In July 1945, the Senators sent Powell to the Phillies. He had a hit and a RBI in each game of a doubleheader against the Cardinals on Sept. 16, 1945, at St. Louis. He was retired in 1946. In 1948, Powell tried to make a comeback, playing in 31 games for the Gainesville G-Men of the Florida State League, but batted just .220.

== Controversy ==
Throughout his career, Powell had been involved in a number of controversies on and off the field. In the sixth inning of the April 29, 1936 game between the Senators and the Detroit Tigers, the avowedly anti-semitic Powell intentionally collided with Jewish star Hank Greenberg, breaking Greenberg's wrist and costing the first baseman his season after only 12 games. While playing for the 1936 World Series team, he received a $5,000 check, which he later gambled away. He also stole various items out of hotel rooms during his baseball days. During a dugout interview in a July 1938 game versus the Chicago White Sox at Comiskey Park, Powell was asked by WGN radio announcer Bob Elson how he stayed in shape during the off-season. Powell – who claimed to be a policeman in his hometown of Dayton, Ohio (but in reality had only applied without being hired) – replied that he kept in shape by "cracking niggers over the head with my blackjack." He was subsequently suspended for 10 days by Commissioner Kenesaw Mountain Landis, for making "an uncomplimentary reference to a portion of the population." He was later ordered by the Yankees to walk through Harlem as an act of apology, accompanied by noted Black aviator Hubert Julian.

On November 4, 1948, Powell was arrested in Washington D.C. for passing a bad $25 check. Powell, who had a history of passing bad checks in other states, was on the way to New York City with his partner, Josephine Amber, to find a judge that would marry him after every judge in the area rejected him. Amber told Powell that she had a judge in New York City that could get the job done, but stated that the judge was not available. Powell had been looking at getting married while simultaneously married to his first wife, Elizabeth. Powell had cashed $300 in checks and another one for $25 while paying his hotel bill. The desk clerk at the hotel called the bank in Dayton, Ohio on the check and was notified that Powell did not have an account. The assistant hotel manager followed Powell and Amber to Union Station, where they intended to catch a train. The manager called the police, who arrested Powell at the stadium. Amber followed them to the police headquarters.

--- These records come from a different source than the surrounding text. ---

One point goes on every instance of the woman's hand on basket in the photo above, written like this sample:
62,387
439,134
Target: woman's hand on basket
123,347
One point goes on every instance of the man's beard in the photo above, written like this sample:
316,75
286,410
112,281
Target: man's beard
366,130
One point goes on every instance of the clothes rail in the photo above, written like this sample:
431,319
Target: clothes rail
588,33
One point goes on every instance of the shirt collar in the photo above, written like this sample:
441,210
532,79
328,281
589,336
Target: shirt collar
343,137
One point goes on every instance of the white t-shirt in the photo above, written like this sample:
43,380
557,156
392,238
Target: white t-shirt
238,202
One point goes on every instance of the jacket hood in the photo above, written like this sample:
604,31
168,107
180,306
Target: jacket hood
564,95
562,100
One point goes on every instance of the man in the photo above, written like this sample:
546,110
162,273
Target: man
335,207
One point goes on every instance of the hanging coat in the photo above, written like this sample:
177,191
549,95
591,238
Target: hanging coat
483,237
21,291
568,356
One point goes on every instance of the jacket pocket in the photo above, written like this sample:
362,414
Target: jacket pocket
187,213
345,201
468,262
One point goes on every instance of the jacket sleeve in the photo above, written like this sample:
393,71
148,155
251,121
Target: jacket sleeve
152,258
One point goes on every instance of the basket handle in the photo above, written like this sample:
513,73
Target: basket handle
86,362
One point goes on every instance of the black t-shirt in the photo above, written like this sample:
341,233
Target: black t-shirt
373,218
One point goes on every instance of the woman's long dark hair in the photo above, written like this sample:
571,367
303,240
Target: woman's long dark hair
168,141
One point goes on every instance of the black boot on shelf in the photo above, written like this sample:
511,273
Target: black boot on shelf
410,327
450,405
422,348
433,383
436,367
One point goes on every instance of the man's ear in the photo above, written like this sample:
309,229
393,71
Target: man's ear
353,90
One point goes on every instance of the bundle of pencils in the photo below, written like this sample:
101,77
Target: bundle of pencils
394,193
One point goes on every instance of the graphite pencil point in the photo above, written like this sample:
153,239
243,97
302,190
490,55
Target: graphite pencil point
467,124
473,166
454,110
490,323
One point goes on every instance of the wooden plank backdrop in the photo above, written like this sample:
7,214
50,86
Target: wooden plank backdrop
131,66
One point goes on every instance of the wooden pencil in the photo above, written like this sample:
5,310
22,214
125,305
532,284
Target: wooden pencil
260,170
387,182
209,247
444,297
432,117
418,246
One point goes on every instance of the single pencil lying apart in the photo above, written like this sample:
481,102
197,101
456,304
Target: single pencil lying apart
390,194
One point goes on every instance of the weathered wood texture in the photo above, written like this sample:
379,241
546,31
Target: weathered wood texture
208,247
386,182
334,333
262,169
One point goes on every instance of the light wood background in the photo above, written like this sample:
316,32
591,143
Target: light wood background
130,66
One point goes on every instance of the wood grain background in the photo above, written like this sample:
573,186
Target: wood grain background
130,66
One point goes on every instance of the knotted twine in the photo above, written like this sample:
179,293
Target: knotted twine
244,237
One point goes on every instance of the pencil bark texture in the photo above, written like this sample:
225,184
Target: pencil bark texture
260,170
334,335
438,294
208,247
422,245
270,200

Powell called a friend at the Montgomery County police and recommended that he come home to Ohio and straighten out. Amber was asked to talk to the police in a nearby office. She informed police that they should frisk Powell for any weapons. At that moment, Powell pounced on his gun and fired two shots into his head, killing him instantly. The police inspector stated that the two detectives who were interviewing Powell and Amber were not going to be disciplined for allowing the suicide because they were not expected to know that Powell would be carrying a gun over a $25 bad check.